Star Wars: Visions, a scene from Lop & Ocho So far we have seen Western developers such as BioWare, Respawn Entertainment, DICE or TT Games working on the Star Wars branding, but looking at Visions we couldn't help but wonder what an exquisitely Japanese video game could be on this prestigious license. And when we think of a Japanese style, we specifically imagine its excesses. We mentioned Mad World earlier, but try to imagine a Star Wars game with some sophisticated and spectacular PlatinumGames fighting system. Think of something like Bayonetta or Astral Chain, just with lightsabers and Force powers in between. Jedi: Fallen Order and the two The Force Unleashed before it gave us just a glimpse of what a crazy but competent developer could do with the right tools and the creative freedom that would guarantee an out of the ordinary reality.

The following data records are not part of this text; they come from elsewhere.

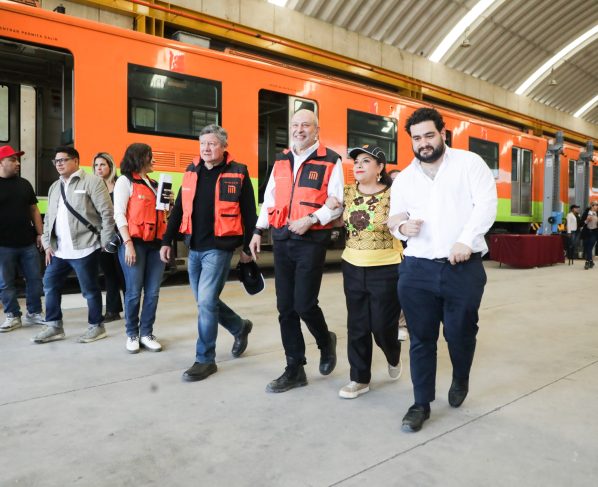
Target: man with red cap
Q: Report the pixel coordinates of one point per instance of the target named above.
(20, 239)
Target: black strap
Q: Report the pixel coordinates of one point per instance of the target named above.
(77, 215)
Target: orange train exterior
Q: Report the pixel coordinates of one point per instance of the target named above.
(100, 110)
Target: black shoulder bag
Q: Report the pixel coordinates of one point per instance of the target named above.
(77, 215)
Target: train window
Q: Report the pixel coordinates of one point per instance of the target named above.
(4, 117)
(487, 150)
(366, 128)
(171, 104)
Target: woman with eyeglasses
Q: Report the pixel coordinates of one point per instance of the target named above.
(141, 226)
(103, 166)
(370, 270)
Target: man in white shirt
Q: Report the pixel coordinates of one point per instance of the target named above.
(450, 197)
(73, 245)
(572, 231)
(301, 181)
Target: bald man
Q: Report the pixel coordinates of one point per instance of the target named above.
(303, 177)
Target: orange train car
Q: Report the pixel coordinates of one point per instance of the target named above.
(65, 80)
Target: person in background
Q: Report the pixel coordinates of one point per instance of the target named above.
(370, 270)
(103, 166)
(572, 229)
(73, 245)
(215, 211)
(141, 227)
(302, 178)
(450, 198)
(590, 234)
(20, 242)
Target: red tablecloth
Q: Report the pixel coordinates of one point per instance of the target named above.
(526, 250)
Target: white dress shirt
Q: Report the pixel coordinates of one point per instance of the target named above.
(64, 241)
(571, 223)
(458, 205)
(335, 188)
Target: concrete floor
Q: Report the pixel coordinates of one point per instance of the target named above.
(93, 415)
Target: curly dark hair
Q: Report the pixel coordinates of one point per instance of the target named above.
(136, 158)
(423, 115)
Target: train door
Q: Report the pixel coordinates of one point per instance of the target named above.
(521, 181)
(275, 113)
(36, 106)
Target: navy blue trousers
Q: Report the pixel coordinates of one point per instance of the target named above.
(432, 292)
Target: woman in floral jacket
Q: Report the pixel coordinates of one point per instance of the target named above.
(370, 270)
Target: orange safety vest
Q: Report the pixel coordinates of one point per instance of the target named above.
(144, 221)
(308, 192)
(228, 221)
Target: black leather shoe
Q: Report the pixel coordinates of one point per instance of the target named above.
(111, 316)
(328, 356)
(240, 344)
(293, 376)
(414, 419)
(458, 392)
(199, 372)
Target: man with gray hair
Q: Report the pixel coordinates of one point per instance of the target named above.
(215, 211)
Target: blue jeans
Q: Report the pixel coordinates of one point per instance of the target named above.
(145, 275)
(27, 260)
(86, 270)
(208, 271)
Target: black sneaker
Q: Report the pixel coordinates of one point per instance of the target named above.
(328, 356)
(199, 371)
(415, 417)
(293, 376)
(240, 344)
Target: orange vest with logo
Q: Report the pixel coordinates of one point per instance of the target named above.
(294, 199)
(228, 220)
(144, 221)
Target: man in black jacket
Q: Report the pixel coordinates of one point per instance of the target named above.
(215, 211)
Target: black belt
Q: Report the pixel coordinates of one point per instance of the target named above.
(445, 260)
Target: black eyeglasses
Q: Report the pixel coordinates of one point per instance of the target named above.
(61, 161)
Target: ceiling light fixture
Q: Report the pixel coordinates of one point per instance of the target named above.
(457, 31)
(586, 107)
(565, 53)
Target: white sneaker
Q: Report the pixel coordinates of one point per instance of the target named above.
(395, 371)
(132, 344)
(150, 343)
(353, 389)
(35, 319)
(403, 334)
(11, 323)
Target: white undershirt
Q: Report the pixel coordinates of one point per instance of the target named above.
(64, 241)
(458, 205)
(335, 188)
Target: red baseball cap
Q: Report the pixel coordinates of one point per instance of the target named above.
(8, 151)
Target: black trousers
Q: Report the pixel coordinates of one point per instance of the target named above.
(372, 309)
(115, 281)
(298, 267)
(431, 292)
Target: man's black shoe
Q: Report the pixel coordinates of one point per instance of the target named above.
(240, 344)
(111, 316)
(293, 376)
(414, 419)
(328, 356)
(458, 392)
(199, 372)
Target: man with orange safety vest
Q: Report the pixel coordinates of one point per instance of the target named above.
(302, 179)
(215, 211)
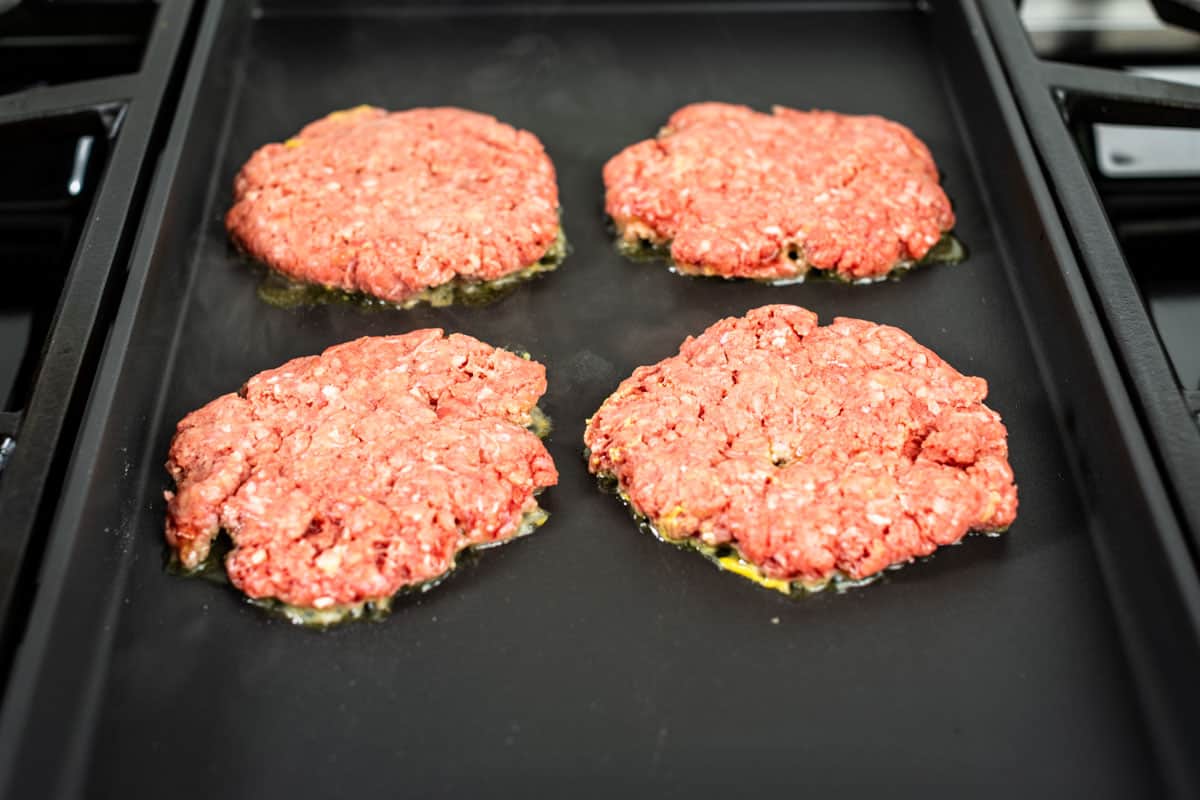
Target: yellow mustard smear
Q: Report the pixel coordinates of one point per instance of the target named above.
(736, 565)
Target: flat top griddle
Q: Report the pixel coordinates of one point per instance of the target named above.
(588, 657)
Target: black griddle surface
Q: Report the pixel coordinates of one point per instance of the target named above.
(591, 659)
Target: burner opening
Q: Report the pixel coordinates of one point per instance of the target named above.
(52, 167)
(49, 43)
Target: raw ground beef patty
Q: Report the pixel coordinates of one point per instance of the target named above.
(395, 204)
(342, 479)
(743, 194)
(796, 455)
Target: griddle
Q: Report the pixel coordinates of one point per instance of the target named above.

Star Wars: Visions, a scene from I twins Studio Trigger, the animation studio behind cult such as Kill la Kill or the feature film Promare, founded by a former Gainax who had directed that other crazy masterpiece by Tengen Toppa Gurren Lagann, has created the short film The Twins in which one of the most exaggerated and spectacular fights in the Star Wars franchise takes place, so Japanese in rhythm and direction that it immediately made us think of a cartoonish game delivered into the capable hands of a developer who knows how to transform anime in video games and vice versa, CyberConnect2, already seen at work on the Naruto tie-ins and on the recent Dragon Ball Z: Kakarot. And then we thought of a fighting game, because after all, Star Wars gave us that too many years ago, but LucasArts' Masters of Teräs Käsi was really terrible. The same kind of game, full of eccentric and out of the canon characters, perhaps inspired by the Jedi and Sith of Visions, in the hands of Arc System Works? Imagine, it will never be done, but until a few months ago we did not even imagine an animated series like Visions.